Immortality has been sought by mankind for millennia, but the secrets may not lie in sorcerous stones or face creams. Believe it or not, some organisms exhibit this oft-sought trait. The oldest known individual lifeforms on Earth were born nearly 5,000 years ago, and some sealife has the ability to seemingly reverse the aging process!
Biological immortality doesn’t mean that an organism can’t die, but instead means that they aren’t more likely to die the older they get.
A similar, perhaps more apt term for this trait, is negligible senescence. This is used to describe life that does not appear to biologically age.
Turtles and tortoises were long thought to be biologically immortal because of their long lifespans and reproductive health well into old age. Perhaps the greatest example is a tortoise on the island of Santa Cruz, in the Galapagos, named Diego. Diego was one of just two males on the island in the 1970s. Despite being over a hundred years old, he is now responsible for more than 800 offspring on the island.
Tortoises have since become a grey area in the world of biological immortality since some researchers suggest an eventual—albeit slow—loss of fitness in old age. Some species suspected of biological immortality are suspected to just age too slowly for modern science to accurately observe them losing steam. True biological immortals, however, all seem to have a trick to their longevity.

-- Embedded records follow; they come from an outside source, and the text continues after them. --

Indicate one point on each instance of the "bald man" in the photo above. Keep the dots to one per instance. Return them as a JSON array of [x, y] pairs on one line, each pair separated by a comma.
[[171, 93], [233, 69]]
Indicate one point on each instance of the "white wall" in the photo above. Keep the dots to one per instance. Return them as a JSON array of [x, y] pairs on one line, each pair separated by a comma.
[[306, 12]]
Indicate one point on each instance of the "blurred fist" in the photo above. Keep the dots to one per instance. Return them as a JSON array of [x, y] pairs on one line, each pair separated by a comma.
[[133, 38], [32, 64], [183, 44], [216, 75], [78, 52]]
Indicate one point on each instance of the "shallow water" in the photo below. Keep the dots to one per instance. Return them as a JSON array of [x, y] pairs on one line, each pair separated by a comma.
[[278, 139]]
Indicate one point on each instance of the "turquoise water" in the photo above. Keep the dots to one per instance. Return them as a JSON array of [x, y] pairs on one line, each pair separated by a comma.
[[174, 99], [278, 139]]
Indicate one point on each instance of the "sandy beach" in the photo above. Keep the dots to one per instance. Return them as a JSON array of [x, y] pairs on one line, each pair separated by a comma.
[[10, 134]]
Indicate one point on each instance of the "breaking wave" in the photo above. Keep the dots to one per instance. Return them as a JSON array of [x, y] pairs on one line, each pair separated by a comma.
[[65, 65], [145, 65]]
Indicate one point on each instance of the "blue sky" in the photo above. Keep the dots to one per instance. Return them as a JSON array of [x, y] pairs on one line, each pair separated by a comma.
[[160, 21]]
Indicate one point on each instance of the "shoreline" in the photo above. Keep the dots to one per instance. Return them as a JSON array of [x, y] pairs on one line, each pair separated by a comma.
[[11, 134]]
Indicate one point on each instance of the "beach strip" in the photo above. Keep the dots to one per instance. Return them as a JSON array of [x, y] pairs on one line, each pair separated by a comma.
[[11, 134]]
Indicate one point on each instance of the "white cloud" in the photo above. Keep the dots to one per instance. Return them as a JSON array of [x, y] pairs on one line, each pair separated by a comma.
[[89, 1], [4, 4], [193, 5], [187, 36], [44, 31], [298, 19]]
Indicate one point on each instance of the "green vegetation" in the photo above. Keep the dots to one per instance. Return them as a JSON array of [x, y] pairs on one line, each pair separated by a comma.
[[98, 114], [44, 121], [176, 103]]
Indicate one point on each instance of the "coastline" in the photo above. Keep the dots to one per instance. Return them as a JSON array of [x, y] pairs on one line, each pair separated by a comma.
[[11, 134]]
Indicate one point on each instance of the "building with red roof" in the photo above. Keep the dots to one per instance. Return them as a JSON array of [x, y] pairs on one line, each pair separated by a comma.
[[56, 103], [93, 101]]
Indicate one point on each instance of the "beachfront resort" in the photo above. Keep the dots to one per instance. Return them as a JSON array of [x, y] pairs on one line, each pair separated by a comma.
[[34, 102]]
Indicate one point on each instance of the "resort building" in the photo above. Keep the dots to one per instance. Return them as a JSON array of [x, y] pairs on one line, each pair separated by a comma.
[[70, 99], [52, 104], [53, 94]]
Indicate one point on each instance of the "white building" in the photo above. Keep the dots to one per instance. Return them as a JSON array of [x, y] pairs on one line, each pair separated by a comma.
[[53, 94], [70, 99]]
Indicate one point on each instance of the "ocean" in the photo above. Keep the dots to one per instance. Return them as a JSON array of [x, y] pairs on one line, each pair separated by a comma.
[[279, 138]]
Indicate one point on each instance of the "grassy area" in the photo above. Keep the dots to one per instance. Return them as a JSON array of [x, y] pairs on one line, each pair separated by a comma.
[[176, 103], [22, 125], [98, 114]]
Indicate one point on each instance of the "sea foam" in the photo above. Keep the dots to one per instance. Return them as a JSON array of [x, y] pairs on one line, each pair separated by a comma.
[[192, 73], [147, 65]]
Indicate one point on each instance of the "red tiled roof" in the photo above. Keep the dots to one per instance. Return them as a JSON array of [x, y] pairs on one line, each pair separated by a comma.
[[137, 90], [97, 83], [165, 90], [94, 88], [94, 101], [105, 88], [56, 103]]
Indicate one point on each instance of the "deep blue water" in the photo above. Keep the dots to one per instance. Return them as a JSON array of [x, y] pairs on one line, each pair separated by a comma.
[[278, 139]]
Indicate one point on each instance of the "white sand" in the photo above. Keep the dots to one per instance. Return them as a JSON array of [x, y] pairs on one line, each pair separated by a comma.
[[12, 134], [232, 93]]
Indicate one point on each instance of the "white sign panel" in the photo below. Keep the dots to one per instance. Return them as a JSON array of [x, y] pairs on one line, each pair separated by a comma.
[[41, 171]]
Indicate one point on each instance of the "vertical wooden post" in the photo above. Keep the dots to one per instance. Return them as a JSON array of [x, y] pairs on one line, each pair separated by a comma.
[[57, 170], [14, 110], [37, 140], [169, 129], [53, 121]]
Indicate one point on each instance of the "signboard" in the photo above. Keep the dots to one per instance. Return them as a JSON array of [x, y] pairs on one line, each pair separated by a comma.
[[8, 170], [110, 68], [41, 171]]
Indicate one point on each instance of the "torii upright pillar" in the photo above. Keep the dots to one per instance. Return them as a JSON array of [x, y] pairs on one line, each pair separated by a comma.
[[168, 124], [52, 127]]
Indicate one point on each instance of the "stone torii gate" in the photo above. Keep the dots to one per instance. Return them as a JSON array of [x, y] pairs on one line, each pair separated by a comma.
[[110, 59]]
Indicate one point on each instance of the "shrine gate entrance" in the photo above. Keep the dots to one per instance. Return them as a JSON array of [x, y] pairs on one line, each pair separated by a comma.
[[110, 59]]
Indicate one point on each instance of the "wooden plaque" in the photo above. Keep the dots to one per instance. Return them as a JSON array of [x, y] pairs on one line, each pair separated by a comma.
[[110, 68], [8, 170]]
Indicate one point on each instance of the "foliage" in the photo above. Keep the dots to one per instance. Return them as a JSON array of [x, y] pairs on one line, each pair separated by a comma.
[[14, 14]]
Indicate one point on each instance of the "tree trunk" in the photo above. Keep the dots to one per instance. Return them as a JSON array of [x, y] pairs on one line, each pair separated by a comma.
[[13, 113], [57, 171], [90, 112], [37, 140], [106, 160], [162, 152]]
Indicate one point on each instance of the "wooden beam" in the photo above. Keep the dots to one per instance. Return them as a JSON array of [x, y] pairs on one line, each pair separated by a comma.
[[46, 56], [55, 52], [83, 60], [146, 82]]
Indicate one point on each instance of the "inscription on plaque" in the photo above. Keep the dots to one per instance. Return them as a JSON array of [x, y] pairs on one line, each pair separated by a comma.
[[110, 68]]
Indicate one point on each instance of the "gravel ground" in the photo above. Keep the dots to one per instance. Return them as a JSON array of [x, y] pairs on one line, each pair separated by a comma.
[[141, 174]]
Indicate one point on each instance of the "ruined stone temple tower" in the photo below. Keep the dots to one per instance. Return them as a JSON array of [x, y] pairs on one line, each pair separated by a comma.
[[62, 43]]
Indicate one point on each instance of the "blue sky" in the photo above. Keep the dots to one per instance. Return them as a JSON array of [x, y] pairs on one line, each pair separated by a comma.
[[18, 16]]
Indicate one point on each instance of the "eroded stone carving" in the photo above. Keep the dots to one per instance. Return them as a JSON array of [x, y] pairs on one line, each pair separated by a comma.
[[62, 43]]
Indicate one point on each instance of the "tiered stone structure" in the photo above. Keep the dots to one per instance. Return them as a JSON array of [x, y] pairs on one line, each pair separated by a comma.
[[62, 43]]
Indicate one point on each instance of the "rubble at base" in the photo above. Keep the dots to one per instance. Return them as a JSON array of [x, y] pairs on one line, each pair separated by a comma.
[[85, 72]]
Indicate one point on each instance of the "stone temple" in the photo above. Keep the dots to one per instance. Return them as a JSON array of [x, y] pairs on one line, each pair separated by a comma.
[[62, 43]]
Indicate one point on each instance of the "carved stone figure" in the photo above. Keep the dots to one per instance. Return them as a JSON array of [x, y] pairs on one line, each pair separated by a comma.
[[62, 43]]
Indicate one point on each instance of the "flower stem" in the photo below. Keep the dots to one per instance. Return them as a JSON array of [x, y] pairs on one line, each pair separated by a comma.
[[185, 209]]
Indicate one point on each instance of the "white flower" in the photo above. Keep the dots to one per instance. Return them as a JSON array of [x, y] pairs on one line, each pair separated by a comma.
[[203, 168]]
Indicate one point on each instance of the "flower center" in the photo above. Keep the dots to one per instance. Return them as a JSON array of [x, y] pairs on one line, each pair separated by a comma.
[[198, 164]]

A tree in the White Mountains of eastern California has lived for more than 5,000 years. It was alive long before the appearance of Egyptian hieroglyphics and stood through the rise and fall of the Greek, Roman, and Mongolian empires. It stands today, surrounded by a handful of other bristlecone pines that are nearly as old. These trees have weathered eons of abuse, situated in the cold, windy, and dry basin of the White Mountains. They grow so slowly in this harsh environment that some years don’t even add up to a ring of growth. Their expansion, however, means they are incredibly dense—so dense that pests and fungus find it almost impossible to affect them. Though their trunks may seem gnarled and twisted, scientists have observed through pollen analysis that their interior cells are identical to when they were thousands of years younger.
Another tree—this one spread across Canada—achieves immortality not by weathering time with slow growth, but by cloning itself! A quaking aspen tree may appear to die, but that’s actually just one of many trunks shared by a single root system. This particular tree may have multiple trunks above the ground at once and continues to produce new ones as the old ones expire. Though experts say this theoretically makes them immortal, they do note that the trees suffer mutations over time, and may eventually lose the ability to proliferate through pollen.
Ming the Clam
When scientists found a 507-year-old clam in the North Atlantic, dubbed Ming, they began considering quahog clams a candidate for biological immortality. Though the clam had lived since the 15th-century, biologists didn’t get much of chance to study it, because Ming died while they were performing a recount of his growth ridges. Ming’s secret to immortality may have been lost, but the researchers did note that Ming was one of just a small sample of clams taken, and that there are likely even older ones still at large.
Lobsters are perhaps one of the most well understood biological immortals. Aging, in most organisms, is accompanied by a decay of telomeres. Telomeres, simply, protect the ends of DNA. As we age, however, these telomeres wear away, and eventually, DNA loses functionality as it can be more easily damaged. Lobsters, however, have a compound that restores their telomeres.
Lobsters clocking in over 100 years old are fairly common, and the creatures continue to grow for much of this time. Unfortunately, though a lobster’s DNA is immortal, their exoskeletons become increasingly dangerous as they get older. Most old lobsters die from exhaustion when molting their old shells, and the oldest lobsters eventually stop molting all together. Their shells aren’t meant to last forever, though, and will eventually degrade.
Hydra, a tiny soft-bodied animal that lives in freshwater, exhibits no aging at all. Though these tiny organisms don’t usually survive for long in the wild, one kept in a lab lived for four years under close observation with no sign of aging. Possessing superior regenerative abilities, their tiny bodies are loaded with stem cells. Hydra also don’t reproduce sexually. Instead, they clone themselves. Seeking the secret to their amazing abilities, scientists experimented on hydra by removing certain proteins. One protein, called FoxO, was identified as the secret to their immortality. Without the protein, the hydra visibly aged.
The aptly named immortal jellyfish doesn’t just appear to peak in maturity and live forever, but instead is able to reverse its development. Jellyfish actually go through a number of stages in their lifecycle from polyp to mature jellyfish. The immortal jellyfish, however, can actually revert back to its juvenile form from adulthood. No other jellyfish has been observed with this unique ability, and scientists compare it to a butterfly being able to change back to a caterpillar.